# Pulse | ONDC Pincode-Merchant mapping
#### `ONDC Build for Bharat Hackathon`

**Author:** Sarang Galada<br>
**Email ID:** sarang.galada@gmail.com<br>
**Date created:** 07/02/2024<br><br>
**Abstract:** Due to its democratized nature, the Open Network for Digital Commerce (ONDC) is approximated to have upwards of 100 million merchants onboarded on the platform! Thus, a matrix having all Indian pincodes (\~19,300) as columns and merchants (\~100m) as rows, will both be colossal and extremely sparse.
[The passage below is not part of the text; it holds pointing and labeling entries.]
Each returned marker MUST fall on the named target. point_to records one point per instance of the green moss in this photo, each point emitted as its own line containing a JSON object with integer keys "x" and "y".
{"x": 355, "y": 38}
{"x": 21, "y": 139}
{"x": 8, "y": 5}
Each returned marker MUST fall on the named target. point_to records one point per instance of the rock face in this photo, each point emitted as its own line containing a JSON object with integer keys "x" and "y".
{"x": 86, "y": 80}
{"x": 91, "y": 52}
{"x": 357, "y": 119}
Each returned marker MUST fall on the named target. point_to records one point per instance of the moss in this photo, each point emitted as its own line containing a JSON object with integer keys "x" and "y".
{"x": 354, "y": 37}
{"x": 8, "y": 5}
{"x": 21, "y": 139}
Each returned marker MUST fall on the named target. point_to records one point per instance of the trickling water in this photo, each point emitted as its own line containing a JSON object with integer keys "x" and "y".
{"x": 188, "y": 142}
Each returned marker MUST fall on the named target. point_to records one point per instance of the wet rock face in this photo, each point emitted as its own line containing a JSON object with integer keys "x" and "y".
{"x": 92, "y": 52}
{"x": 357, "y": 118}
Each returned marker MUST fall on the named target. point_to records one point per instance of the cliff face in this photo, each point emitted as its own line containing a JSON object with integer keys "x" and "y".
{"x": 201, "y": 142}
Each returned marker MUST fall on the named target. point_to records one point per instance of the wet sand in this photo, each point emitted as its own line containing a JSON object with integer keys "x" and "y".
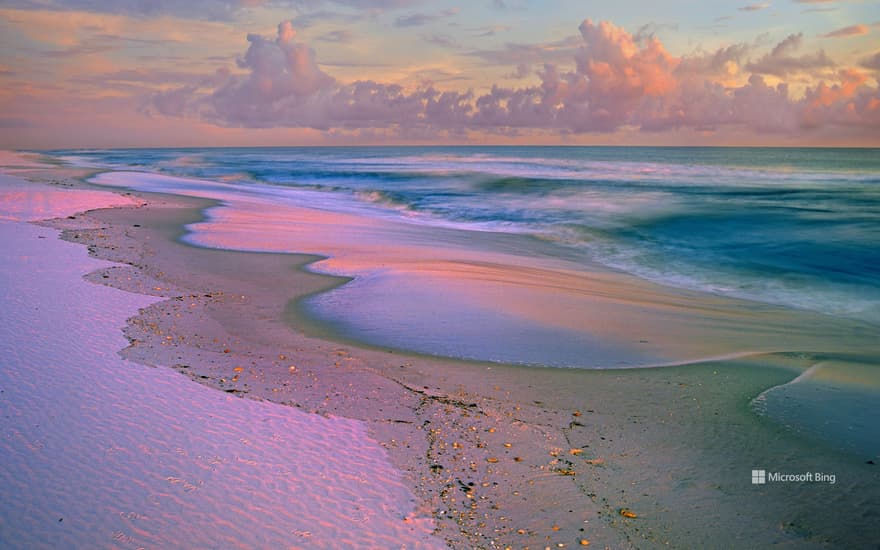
{"x": 499, "y": 455}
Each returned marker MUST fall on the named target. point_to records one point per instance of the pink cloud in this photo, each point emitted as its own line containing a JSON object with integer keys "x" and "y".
{"x": 852, "y": 30}
{"x": 782, "y": 60}
{"x": 617, "y": 82}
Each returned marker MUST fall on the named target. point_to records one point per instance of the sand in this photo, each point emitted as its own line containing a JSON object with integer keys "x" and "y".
{"x": 498, "y": 455}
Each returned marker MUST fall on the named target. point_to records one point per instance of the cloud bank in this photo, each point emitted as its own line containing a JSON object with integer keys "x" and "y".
{"x": 618, "y": 81}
Now imagine a customer-facing app having to retrieve all the merchants servicing a given PIN Code in near-instant time. This calls for the development of efficient algorithms and data structures to optimally store and retrieve Pincode-Merchant mappings.
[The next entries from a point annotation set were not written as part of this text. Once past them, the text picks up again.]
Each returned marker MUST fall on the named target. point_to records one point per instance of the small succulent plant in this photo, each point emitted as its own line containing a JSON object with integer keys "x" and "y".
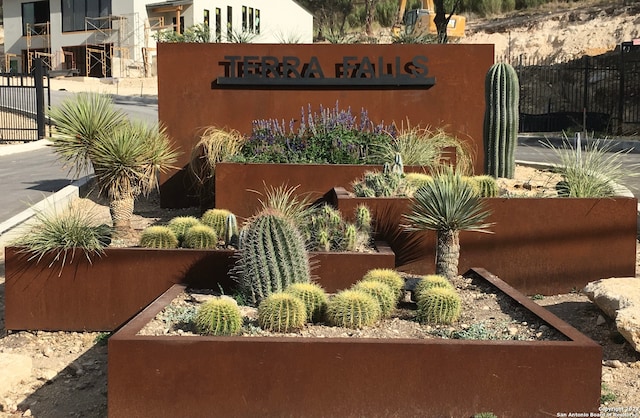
{"x": 220, "y": 316}
{"x": 282, "y": 312}
{"x": 158, "y": 236}
{"x": 353, "y": 309}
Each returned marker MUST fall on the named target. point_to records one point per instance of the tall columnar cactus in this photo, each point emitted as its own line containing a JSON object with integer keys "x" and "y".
{"x": 216, "y": 219}
{"x": 272, "y": 256}
{"x": 282, "y": 312}
{"x": 502, "y": 94}
{"x": 220, "y": 316}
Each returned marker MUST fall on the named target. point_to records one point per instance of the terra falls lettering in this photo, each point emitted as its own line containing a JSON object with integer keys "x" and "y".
{"x": 351, "y": 71}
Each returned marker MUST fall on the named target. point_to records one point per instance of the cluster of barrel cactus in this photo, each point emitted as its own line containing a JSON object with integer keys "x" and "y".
{"x": 215, "y": 226}
{"x": 437, "y": 300}
{"x": 326, "y": 230}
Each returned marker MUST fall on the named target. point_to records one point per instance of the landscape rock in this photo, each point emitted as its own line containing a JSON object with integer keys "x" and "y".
{"x": 619, "y": 298}
{"x": 13, "y": 369}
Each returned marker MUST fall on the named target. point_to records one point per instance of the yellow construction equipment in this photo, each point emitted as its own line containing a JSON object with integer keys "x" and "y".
{"x": 421, "y": 21}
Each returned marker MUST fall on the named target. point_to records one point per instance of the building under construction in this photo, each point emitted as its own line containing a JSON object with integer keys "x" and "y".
{"x": 117, "y": 38}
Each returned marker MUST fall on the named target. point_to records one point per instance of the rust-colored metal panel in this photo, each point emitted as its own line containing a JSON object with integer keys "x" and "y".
{"x": 190, "y": 96}
{"x": 539, "y": 245}
{"x": 104, "y": 293}
{"x": 160, "y": 376}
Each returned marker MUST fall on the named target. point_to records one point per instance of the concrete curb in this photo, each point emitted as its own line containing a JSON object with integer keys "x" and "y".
{"x": 10, "y": 229}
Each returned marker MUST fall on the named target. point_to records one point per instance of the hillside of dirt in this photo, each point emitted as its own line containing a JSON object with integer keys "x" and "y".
{"x": 559, "y": 31}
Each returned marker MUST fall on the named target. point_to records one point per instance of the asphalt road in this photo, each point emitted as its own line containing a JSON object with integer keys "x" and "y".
{"x": 29, "y": 177}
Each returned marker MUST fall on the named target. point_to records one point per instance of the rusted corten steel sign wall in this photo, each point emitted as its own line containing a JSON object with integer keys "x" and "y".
{"x": 231, "y": 85}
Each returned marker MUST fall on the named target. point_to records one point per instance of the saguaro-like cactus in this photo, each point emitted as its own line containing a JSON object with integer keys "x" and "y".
{"x": 502, "y": 94}
{"x": 272, "y": 256}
In this solution, Radix Trees are used as the data structure. They are optimal for our particular use-case since:
1. They don't store redundant information (ie. 100% density) unlike sparse matrices
2. Offer exceptional compaction by exploiting patterns in the PIN Code structure
3. Not only do they offer constant-time O(1) lookup (which we are most concerned about), but even that constant-time taken is minimum compared to other O(1)-lookup data structures available. Hence retrieval time is near-instant (in micro/milli seconds!) irrespective of data dimensions
4. Extreme flexibility. Can handle:
		- Any number of PIN Codes and Merchants
		- On-the-fly updation of PIN Codes and Merchants
		- Variable-length PIN Codes, making them scalable across other countries too.
		- Easily interconvertible to/from standard formats such as CSV
		- Can be applied to a host of analogous problem statements (eg. mappings between Merchant & Product Category, Companies & Job Applicants, Universities & Candidates)
  
<br>

*   *Hackathon*: `Build for Bharat, 2024 by ONDC`
*   *Problem Statement*: `Optimal storage & retrieval in m*n sparse matrix`
*   *Scale of the solution*: `19,300 PIN Codes (total in India) and 1,00,000 Merchants`
*   *Data Structure used*: `Radix Tree`

In [None]:
## Loading libraries

import numpy as np
import pandas as pd
import random
import time
import pickle

## Architecture design

In [None]:
## Defining the Radix Tree Class

class RadixTreeNode:
    def __init__(self):
        self.children = {}
        self.merchant_ids = set()

class RadixTree:
    def __init__(self):
        self.root = RadixTreeNode()

    def insert(self, pincode, merchant_id):
        pincode = str(pincode)
        node = self.root
        for digit in pincode:
            if digit not in node.children:
                node.children[digit] = RadixTreeNode()
            node = node.children[digit]
        node.merchant_ids.add(merchant_id)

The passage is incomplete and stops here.